Thanks for the fascinating read.

[phasetrans]

...Not a widely quoted article.  (John Vanderkooy is a highly respected guy in audio and acoustics.  He doesn't often contribute to magazines.)
https://keith-snook.info/wireless-world-articles/Wireless-World-1976/Wideband%20compander%20design.pdf

Rob,

I enjoyed this article quite a bit, especially as someone who has spent almost no time thinking about compressor design. I can see how the IL300 would trigger the memory.

I have a different question about Vanderkooy article, namely in the control voltage circuit, not the gain circuit.

How common is his configuration of A3 and R1 for draining the C1 capacitor in other designs? Similarly, how common is the bridging D5 diode for faster response to dramatic level changes?

[Rob Strand]

How common is his configuration of A3 and R1 for draining the C1 capacitor in other designs? Similarly, how common is the bridging D5 diode for faster response to dramatic level changes?

I'd call it a known but not that common configuration.

The discharge actually depends on the input level.  For the same average discharge behaviour the resistor values needs to be a smaller value than a simple resistor to ground connection.  The question is, once you do that, does it sound better or worse?   There's so many minor variations on these things.

A lot of compressors deliberately have a non-precision diode drop in the rectifier to get a softer compression knee.

[phasetrans]

How common is his configuration of A3 and R1 for draining the C1 capacitor in other designs? Similarly, how common is the bridging D5 diode for faster response to dramatic level changes?

I'd call it a known but not that common configuration.

...

A lot of compressors deliberately have a non-precision diode drop in the rectifier to get a softer compression knee.

Rob, is there a canonical discussion of control voltage rectifiers and attack release approaches?

2 decades behind mixing desks, and most of the things that matter in a compression are in the profile of the control voltage attack and release.

[Rob Strand]

Rob, is there a canonical discussion of control voltage rectifiers and attack release approaches?

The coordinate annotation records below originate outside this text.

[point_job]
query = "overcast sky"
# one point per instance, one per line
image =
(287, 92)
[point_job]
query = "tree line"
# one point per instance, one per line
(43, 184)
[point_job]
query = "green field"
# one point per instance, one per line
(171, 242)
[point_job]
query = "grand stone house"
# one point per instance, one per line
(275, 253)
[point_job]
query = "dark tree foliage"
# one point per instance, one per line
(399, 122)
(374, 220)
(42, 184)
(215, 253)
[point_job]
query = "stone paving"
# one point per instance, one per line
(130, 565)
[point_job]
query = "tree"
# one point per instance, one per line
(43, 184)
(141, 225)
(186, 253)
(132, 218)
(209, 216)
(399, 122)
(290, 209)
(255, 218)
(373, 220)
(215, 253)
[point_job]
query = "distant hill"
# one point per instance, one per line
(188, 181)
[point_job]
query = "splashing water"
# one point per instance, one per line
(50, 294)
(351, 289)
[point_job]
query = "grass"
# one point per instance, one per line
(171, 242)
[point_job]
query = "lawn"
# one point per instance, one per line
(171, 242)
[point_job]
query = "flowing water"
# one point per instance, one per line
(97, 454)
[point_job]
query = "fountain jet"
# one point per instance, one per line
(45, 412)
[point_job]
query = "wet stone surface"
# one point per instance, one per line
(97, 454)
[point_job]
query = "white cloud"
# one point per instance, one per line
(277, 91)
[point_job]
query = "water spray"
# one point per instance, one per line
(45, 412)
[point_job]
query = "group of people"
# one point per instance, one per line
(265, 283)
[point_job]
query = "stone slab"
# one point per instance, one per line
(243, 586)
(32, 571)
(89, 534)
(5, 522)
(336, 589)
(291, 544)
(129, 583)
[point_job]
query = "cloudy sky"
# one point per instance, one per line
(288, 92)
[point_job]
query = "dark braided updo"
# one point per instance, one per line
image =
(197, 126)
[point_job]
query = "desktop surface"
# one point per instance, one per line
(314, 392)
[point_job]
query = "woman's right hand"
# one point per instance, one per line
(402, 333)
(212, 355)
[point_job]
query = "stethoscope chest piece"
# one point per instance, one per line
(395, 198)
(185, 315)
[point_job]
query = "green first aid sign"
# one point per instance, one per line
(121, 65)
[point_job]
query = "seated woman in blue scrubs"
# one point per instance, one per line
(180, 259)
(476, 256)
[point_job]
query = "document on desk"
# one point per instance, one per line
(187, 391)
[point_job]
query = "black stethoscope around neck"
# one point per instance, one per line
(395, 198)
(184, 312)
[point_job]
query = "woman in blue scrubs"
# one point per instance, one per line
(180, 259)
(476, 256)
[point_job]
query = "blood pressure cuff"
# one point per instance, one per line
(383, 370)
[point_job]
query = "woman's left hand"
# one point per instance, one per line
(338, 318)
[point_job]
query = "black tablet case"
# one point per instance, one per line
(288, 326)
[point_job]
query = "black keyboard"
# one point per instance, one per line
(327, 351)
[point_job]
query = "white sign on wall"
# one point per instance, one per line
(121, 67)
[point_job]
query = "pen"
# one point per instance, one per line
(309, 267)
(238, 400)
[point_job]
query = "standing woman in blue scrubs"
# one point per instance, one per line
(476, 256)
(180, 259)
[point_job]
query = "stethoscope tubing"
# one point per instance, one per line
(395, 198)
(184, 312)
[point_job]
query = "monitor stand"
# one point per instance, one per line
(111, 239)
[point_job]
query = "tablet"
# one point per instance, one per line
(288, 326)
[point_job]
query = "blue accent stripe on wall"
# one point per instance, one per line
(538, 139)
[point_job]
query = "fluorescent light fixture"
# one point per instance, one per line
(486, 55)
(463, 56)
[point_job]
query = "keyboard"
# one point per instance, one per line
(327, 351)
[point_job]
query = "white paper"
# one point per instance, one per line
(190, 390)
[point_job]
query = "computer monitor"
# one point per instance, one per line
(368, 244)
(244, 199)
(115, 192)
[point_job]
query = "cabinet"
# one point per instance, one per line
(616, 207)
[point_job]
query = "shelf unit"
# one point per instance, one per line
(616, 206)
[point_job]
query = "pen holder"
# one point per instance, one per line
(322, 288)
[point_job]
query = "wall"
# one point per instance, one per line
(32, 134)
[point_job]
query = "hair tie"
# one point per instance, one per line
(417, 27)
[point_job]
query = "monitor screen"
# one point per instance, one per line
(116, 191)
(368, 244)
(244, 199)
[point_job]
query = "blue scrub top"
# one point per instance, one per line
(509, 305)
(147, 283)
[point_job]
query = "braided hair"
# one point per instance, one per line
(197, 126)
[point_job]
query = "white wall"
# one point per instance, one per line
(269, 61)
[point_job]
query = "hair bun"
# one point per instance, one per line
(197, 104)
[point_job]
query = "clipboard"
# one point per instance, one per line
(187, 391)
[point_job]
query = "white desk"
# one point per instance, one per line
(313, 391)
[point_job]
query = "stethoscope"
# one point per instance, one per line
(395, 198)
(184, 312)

2 decades behind mixing desks, and most of the things that matter in a compression are in the profile of the control voltage attack and release.

Not really.

For rectifiers it's all over the place.   The basic forms are some electronics texts, Linear Tech and Analog devices applications.  There were quite a few examples in magazine articles and books by Jerald Graeme from the 70's.   These are just rectifiers in isolation.   To keep things simple just pick a form and run with it.

A detailed analysis of compressors is in this article.   However he only goes through a few scenarios.  This is a "pure" design without adding diode drops to mess with the control profile.
https://web.archive.org/web/20160607164247/http://ajoliveira.com/ajoliveira/gen/pdf/preprints/paris88.pdf

The NE571, NE570 datasheets and appnotes are always good value.  So too are a lot of stuff from That corporation.  It can take some time understanding the rectifiers in those because they are tricky ways of getting rms converters.

If you look at all the variations it's actually an enormous amount of effort to evaluate.   I did a lot of stuff in the 90's.   The control profile is very different for feedforward and feedback.   A simple linear rectifier can produce infinite compression on feedforward but you need a very sharp characteristic to get that with feedback - for example the Dyna Comp rectifier uses the VBE characteristic,  very sharp on/off, and it produces a limiting character (with practical signal levels it reaches something in the order of 10:1 as the exponential characteristic never gets to be vertical.)